Besides the current sense of disorderly retreat of a defeated army, rout (via Old French from Latin rupta, a detachment; rumpere, ruptum, to break) had a range of meanings. A company, assemblage; Chaucer in THE KNIGHT'S TALE (1386) says: To the palace rode there many a route of lordes. A flock or pack of animals; a large number of things; Chaucer, in THE ROMAUNT OF THE ROSE (1366): to pulle a rose of all that route to bere in my honde about. Hence in rout, in order; in a rout, in a body, in a troop. The meaning of precipitate and disorderly retreat did not develop until the end of the 16th century (e.g., Shakespeare, CYMBELINE, 1611: Then beganne ... a rowt, confusion thicke: forthwith they flye), but by the 13th century the word had developed unfavorable connotations. A disorderly or disreputable crowd. (By 14th century law) a gathering of three or more persons with criminal intent.

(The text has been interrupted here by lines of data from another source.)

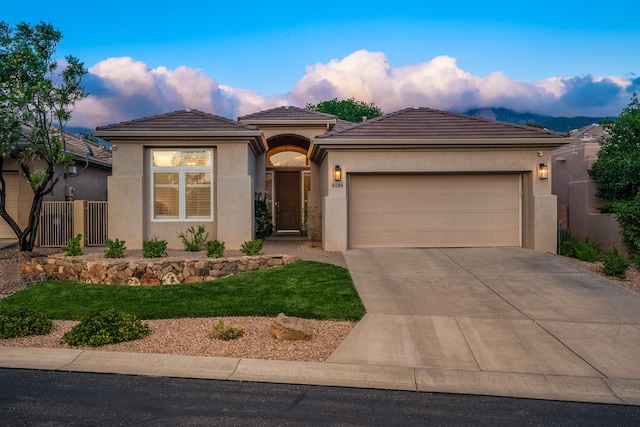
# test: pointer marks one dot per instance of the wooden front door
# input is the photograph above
(287, 201)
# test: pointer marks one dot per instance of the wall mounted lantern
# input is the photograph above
(543, 171)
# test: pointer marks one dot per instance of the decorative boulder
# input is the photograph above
(289, 328)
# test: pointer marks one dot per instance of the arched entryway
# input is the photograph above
(288, 182)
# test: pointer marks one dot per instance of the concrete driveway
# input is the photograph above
(498, 310)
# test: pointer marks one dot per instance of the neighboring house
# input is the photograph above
(89, 182)
(571, 183)
(413, 178)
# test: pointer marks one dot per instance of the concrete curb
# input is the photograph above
(508, 384)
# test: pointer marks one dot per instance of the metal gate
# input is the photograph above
(56, 224)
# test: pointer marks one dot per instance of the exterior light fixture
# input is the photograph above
(543, 171)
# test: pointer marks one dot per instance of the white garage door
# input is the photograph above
(11, 181)
(434, 210)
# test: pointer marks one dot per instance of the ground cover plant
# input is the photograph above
(306, 289)
(106, 327)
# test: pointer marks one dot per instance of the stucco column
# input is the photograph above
(234, 195)
(545, 234)
(126, 210)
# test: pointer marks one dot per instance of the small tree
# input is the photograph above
(347, 109)
(36, 100)
(617, 172)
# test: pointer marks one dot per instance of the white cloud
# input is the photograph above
(124, 89)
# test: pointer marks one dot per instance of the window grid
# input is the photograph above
(181, 185)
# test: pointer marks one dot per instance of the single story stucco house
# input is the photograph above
(417, 177)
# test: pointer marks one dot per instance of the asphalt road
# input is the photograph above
(30, 398)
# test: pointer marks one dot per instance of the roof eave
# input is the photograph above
(320, 146)
(174, 133)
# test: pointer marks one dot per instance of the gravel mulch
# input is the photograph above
(191, 336)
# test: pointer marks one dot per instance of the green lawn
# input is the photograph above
(306, 289)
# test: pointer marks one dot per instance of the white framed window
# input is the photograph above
(181, 184)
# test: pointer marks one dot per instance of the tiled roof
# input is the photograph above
(287, 113)
(425, 123)
(182, 120)
(83, 147)
(591, 133)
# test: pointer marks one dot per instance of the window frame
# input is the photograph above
(182, 170)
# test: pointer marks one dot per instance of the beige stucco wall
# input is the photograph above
(235, 170)
(539, 208)
(578, 207)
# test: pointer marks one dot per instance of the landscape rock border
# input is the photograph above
(141, 272)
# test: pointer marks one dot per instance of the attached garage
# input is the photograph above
(420, 177)
(435, 210)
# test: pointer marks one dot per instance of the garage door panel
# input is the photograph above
(434, 210)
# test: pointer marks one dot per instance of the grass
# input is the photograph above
(306, 289)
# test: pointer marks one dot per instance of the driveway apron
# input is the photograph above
(490, 309)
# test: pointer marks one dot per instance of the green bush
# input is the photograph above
(194, 240)
(106, 327)
(615, 265)
(252, 247)
(574, 247)
(628, 214)
(227, 333)
(215, 249)
(115, 248)
(23, 322)
(264, 226)
(72, 248)
(154, 248)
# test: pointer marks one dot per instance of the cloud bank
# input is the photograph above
(124, 89)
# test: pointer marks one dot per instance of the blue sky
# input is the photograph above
(559, 58)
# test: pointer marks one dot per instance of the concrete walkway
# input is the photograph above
(490, 321)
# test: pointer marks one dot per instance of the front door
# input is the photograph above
(287, 201)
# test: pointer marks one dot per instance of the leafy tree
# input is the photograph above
(36, 99)
(347, 109)
(617, 172)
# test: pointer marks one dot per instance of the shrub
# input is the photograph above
(628, 214)
(154, 248)
(264, 226)
(115, 248)
(194, 240)
(72, 248)
(227, 333)
(574, 247)
(106, 327)
(23, 322)
(252, 247)
(615, 265)
(215, 249)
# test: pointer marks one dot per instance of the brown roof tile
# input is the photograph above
(82, 147)
(287, 113)
(591, 133)
(427, 123)
(183, 120)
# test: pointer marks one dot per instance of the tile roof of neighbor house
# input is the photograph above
(591, 133)
(426, 123)
(82, 147)
(177, 121)
(287, 113)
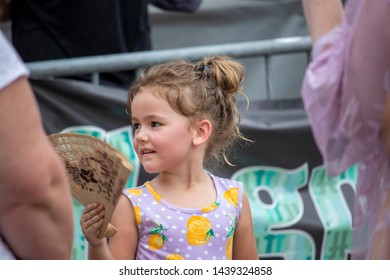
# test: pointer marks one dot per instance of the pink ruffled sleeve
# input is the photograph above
(344, 90)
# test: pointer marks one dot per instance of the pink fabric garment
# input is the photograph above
(344, 91)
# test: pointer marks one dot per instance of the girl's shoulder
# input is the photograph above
(229, 189)
(134, 191)
(226, 183)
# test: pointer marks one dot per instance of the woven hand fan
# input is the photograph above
(97, 172)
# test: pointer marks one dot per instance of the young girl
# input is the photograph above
(185, 117)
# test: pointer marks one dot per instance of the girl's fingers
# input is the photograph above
(91, 210)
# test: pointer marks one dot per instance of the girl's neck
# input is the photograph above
(181, 181)
(186, 191)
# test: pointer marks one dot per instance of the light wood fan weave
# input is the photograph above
(97, 172)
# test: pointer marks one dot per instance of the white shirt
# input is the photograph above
(11, 68)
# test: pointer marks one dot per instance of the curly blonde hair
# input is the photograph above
(204, 90)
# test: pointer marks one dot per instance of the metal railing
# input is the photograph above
(95, 65)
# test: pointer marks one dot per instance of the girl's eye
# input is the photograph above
(136, 126)
(155, 124)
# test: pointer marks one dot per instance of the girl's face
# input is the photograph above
(162, 137)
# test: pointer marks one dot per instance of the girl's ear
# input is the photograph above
(202, 131)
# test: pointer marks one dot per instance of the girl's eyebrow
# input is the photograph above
(148, 117)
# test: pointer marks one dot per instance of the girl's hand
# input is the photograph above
(91, 220)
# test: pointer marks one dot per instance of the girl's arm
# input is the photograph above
(244, 244)
(322, 16)
(123, 245)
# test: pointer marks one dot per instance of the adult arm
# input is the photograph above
(322, 16)
(35, 202)
(244, 244)
(189, 6)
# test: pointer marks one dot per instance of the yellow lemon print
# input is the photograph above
(229, 245)
(157, 238)
(136, 191)
(174, 257)
(231, 195)
(137, 213)
(212, 207)
(153, 192)
(156, 241)
(199, 230)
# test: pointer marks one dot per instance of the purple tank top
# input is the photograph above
(166, 231)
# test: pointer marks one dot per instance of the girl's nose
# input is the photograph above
(141, 136)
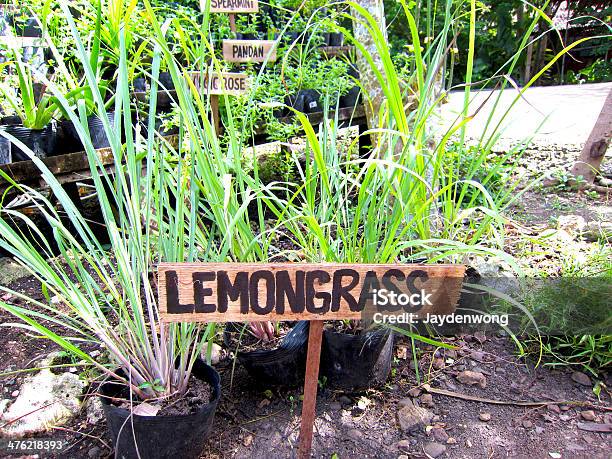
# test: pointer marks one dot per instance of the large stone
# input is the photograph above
(216, 354)
(45, 399)
(472, 378)
(434, 449)
(581, 378)
(411, 417)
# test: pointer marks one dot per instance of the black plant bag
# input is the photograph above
(162, 436)
(356, 362)
(283, 366)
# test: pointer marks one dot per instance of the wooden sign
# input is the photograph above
(249, 50)
(221, 83)
(239, 292)
(248, 292)
(231, 6)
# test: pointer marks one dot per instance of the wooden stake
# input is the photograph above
(315, 336)
(214, 113)
(596, 145)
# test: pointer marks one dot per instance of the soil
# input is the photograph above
(197, 395)
(250, 342)
(348, 327)
(263, 423)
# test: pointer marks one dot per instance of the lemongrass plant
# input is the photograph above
(152, 213)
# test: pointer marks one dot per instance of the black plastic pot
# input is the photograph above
(161, 436)
(356, 362)
(325, 37)
(312, 100)
(283, 366)
(165, 81)
(31, 29)
(247, 36)
(140, 84)
(336, 39)
(5, 151)
(40, 141)
(70, 140)
(353, 96)
(296, 101)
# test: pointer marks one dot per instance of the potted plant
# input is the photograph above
(32, 123)
(271, 354)
(155, 379)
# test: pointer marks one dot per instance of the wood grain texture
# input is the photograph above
(249, 50)
(311, 381)
(218, 84)
(227, 292)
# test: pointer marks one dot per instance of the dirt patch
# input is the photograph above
(197, 395)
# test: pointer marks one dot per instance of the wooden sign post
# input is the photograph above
(249, 50)
(250, 292)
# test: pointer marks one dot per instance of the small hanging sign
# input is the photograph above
(231, 6)
(221, 83)
(222, 292)
(248, 292)
(249, 50)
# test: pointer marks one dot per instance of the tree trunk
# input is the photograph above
(596, 145)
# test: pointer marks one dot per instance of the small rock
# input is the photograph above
(335, 406)
(480, 337)
(94, 410)
(404, 402)
(427, 400)
(411, 416)
(581, 378)
(434, 449)
(355, 434)
(216, 353)
(479, 356)
(553, 409)
(403, 445)
(571, 223)
(439, 434)
(264, 402)
(604, 181)
(44, 399)
(588, 415)
(471, 378)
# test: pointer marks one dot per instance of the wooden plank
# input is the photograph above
(222, 83)
(231, 6)
(239, 292)
(22, 42)
(66, 168)
(249, 50)
(311, 381)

The rabble; especially, the common rowt (Shakespeare, THE COMEDY OF ERRORS), the vulgar rout. Hence, a riot, disturbance, uproar. Also, a clamor, a fuss; especially (17th-19th century) , to make a rout about something. Also, sway, influence; to rule the rout, to bear the rout, to have full control. And in the 18th and 19th centuries rout became (by humor, from the sense of disorderly crowd) a very common word for a fashionable gathering, a large evening party (Henry Fielding, in AMELIA, 1742; Johnson, 1751; Tobias Smollett, 1771; Kinglsey, 1858; Ruskin, 1887). Hence such combinations as rout-cake, a rich cake for a reception or party; Thackeray in VANITY FAIR (1848) boasts: He managed a couple of plates full of strawberries and cream, and twenty-four little rout cakes. Routseat, rout-chair, benches or folding chairs brought in for the party; rout-glasses, rout-china, and the like. Little wonder Lady Lennox in her LIFE AND LETTERS (1767) sighed: I own I am wore to death with routing. As Hood remarks in MISS KILMANSEGG (1845): For one of the pleasures of having a rout Is the pleasure of having it over.

Runcation

Weeding. John Evelyn in SYLVA (1664) gave suggestions for the more commodious runcation, hawing, and dressing the trees.

Rupellary

Rocky. Latin rupes, rock, rupestral, rupestrean, rupestrine, relating to, growing or living among, or carved or written on rocks. Also rupicoline, rupicolous, dwelling among rocks. John Evelyn in his DIARY of 27 February, 1700, noted: In this rupellary nidary do the fowle lay eggs and breede.

Ruskin

(1) A fur; used from the 13th to the mid-16th century. In A TREATYSE OF A GALAUNT (1550) we read: Thou ruskyn galaunt, that poverte doth menace, For all thy warrocked hoode and thy proude araye. (2) A container made of bark or roots; also, butter kept in such a vessel. Irish rusg, bark. Thomas d'Urfey in his PILLS TO PURGE MELANCHOLY (1719) said: I have ruscan and cream joy, wherewith you may slabber you. (3) A small rusk, a piece of crisp toasted bread. (4) In Ruskin linen; Ruskin pottery, Ruskin ware: after John Ruskin (1819-1900) , who believed in combining utility and art.

Rynt

To give way; stand aside. Related to aroint, q.v. Also rhint, roint, roynt. Ray in 1674 recorded as proverbial Rynt you, witch, quoth Besse Locket to her mother; but Rynt thee! was the milkmaid's dismissal to a cow as she finished milking it.